Baby Monitor Technology

We've been using this video baby monitor that we received as a gift until just recently, when it started to die. Random bursts of static while you're trying to sleep are just no fun. It's an analog device, so the camera part is simply broadcasting audio and video at 900mhz, and the receiver picks up whatever's there and displays it and plays the audio portion out the speaker.

There's no security, so every now and then we'd hear the neighbor's 900mhz cordless phone through the monitor. I don't know for sure that they could hear our monitor on their phone, but it wouldn't surprise me. So when looking for a replacement, security was definitely a factor.200804080650

Really there's not much to a baby monitor. It needs a camera and microphone and some way to broadcast wirelessly, and a receiver that can pick up the signal and present it.

There are off-the-shelf components that can do this job and in a secure, digital manner. And finally, a company has put these together in an actual baby monitor product that doesn't suck: The Safety 1st 08280-High-Def Digital Color Video Monitor.

Check out some of the features:

  • 100% private, no static, no interference
  • Remote digital zoom and pan (note it's digital zoom and pan, so it's not perfect, but the camera is presumably higher resolution than the display so you're not losing that much)
  • Auto-night vision (it shines infrared light and picks up a black&white infrared picture at night)
  • H.264 video
  • WiFi-friendly 2.4ghz signal (using some technique that causes it to not interfere with 802.11)

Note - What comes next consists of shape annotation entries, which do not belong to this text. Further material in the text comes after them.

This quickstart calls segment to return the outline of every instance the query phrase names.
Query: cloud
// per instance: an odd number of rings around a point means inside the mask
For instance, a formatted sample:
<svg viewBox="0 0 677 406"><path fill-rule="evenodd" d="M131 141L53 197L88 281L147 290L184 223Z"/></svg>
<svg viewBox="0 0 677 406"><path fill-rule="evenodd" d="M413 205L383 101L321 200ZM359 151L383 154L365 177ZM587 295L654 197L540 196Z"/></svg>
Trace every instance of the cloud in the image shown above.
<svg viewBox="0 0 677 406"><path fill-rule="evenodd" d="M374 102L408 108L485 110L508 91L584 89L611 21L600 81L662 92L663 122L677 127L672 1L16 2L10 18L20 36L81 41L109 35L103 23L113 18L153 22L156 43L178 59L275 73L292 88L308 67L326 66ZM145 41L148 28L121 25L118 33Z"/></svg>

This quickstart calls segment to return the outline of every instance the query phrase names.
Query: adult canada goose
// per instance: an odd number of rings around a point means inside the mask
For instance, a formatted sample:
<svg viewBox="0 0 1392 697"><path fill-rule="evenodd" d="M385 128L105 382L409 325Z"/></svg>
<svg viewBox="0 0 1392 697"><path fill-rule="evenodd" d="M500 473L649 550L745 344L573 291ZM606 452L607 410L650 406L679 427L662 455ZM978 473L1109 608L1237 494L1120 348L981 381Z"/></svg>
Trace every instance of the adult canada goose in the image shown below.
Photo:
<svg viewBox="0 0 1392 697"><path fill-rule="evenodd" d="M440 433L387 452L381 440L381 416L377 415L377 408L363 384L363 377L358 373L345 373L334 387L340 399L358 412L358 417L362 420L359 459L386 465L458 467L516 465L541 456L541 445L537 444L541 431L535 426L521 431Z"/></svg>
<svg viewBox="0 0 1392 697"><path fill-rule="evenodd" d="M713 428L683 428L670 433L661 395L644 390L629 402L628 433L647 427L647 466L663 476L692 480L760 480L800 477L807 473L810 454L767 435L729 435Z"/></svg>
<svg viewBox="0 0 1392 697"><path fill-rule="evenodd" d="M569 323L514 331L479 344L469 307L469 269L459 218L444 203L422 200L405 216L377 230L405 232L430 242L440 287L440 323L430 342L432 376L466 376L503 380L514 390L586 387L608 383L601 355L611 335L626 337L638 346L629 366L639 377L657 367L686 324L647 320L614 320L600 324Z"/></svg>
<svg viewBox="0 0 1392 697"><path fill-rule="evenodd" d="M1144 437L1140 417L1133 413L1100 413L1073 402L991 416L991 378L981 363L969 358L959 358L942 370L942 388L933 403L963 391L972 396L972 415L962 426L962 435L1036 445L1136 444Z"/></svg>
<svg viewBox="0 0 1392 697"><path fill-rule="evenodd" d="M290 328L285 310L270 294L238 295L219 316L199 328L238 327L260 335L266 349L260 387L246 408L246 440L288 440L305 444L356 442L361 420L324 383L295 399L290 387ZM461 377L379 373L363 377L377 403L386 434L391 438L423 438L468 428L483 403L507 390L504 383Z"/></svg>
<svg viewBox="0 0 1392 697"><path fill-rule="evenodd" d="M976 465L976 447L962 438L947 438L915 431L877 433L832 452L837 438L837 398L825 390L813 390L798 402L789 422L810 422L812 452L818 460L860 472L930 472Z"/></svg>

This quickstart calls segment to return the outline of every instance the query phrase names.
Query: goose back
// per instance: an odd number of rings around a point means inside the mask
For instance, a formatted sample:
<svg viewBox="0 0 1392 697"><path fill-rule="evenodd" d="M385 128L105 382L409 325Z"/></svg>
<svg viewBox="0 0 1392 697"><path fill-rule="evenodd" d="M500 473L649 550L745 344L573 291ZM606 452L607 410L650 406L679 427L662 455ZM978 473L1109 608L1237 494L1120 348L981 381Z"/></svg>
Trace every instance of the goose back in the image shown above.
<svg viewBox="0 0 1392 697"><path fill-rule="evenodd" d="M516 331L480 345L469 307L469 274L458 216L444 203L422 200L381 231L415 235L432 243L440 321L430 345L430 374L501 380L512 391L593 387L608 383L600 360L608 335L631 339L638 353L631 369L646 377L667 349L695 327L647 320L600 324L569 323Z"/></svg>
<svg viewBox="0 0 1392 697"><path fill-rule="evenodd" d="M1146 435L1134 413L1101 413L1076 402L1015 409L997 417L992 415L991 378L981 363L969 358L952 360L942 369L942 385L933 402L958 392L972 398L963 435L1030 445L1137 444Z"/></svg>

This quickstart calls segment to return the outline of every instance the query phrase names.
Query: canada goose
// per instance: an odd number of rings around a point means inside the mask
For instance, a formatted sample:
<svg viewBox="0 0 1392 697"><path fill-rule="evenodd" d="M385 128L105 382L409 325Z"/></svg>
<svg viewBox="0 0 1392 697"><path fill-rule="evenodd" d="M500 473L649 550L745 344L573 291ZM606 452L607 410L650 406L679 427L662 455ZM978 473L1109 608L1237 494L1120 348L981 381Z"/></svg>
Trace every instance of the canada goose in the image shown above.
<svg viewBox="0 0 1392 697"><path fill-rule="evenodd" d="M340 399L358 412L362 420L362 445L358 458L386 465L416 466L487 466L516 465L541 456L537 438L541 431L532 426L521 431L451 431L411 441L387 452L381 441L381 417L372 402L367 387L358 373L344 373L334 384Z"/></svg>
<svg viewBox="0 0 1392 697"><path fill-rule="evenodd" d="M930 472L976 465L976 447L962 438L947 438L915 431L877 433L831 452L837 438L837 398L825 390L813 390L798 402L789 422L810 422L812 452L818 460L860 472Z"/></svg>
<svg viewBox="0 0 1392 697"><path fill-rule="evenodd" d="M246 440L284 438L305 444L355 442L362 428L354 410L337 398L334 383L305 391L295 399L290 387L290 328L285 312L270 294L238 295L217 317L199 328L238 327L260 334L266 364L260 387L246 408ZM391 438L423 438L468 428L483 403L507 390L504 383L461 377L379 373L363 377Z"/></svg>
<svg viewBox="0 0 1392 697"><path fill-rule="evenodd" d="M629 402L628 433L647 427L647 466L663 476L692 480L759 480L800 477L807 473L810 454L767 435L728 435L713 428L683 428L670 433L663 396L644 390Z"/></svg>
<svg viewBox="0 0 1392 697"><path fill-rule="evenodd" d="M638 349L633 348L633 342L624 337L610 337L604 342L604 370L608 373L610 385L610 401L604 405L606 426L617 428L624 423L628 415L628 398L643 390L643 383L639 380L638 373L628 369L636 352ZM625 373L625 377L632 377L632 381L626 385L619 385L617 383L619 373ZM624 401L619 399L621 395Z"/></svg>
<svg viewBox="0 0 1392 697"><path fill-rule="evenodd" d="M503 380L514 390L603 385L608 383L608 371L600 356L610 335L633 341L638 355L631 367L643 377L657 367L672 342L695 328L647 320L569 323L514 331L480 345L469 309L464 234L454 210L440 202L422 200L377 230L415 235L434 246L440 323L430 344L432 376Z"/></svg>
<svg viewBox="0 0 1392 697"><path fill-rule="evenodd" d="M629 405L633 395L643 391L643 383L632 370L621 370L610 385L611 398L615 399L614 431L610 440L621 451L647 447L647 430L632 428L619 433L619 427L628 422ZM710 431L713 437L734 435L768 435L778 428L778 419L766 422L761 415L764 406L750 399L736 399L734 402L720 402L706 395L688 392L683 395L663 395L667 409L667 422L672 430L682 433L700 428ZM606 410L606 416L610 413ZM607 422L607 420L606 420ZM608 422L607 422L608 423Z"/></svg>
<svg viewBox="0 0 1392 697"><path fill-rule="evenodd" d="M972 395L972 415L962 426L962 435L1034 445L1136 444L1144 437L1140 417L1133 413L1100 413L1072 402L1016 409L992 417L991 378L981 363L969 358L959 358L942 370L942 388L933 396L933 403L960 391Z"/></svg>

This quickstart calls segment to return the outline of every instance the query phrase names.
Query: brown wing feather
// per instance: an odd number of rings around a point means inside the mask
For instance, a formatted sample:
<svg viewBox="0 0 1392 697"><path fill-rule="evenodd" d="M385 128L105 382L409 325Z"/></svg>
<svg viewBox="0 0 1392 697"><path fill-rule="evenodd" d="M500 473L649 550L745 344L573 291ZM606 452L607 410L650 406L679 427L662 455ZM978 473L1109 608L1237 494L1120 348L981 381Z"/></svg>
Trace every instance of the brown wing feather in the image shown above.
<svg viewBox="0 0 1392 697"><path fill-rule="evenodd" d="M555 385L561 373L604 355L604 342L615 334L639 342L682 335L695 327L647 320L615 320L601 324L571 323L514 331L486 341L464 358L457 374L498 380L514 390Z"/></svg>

Nice. The only problem? It's $319.

That's a lot for a baby monitor. And the part that gets me is that this monitor probably costs about the same, or less, to produce, than the one we already have. It's very small and light, not the big CRT that the previous one had, and is presumably using a lot of off-the-shelf parts for the complex parts like the H.264 video and wireless signal.

200804080659-1Actually, if you look at the parts in the receiver, a Nintendo DS would be more than capable to do the job it's doing.
The DS has a better screen, better sound, probably better battery life, and can be used for other things. It's got 802.11 networking built-in, and it sells for $139.

Once you've got the DS you'd need an 802.11 camera and some software. You can buy an 802.11 camera like this one for $89, and then it just comes down to software.

That's the hard part for a DIY project, but I wonder if there would be a market for a baby monitor application for the DS that would let you use it and a generic 802.11 camera as the world's best baby monitor?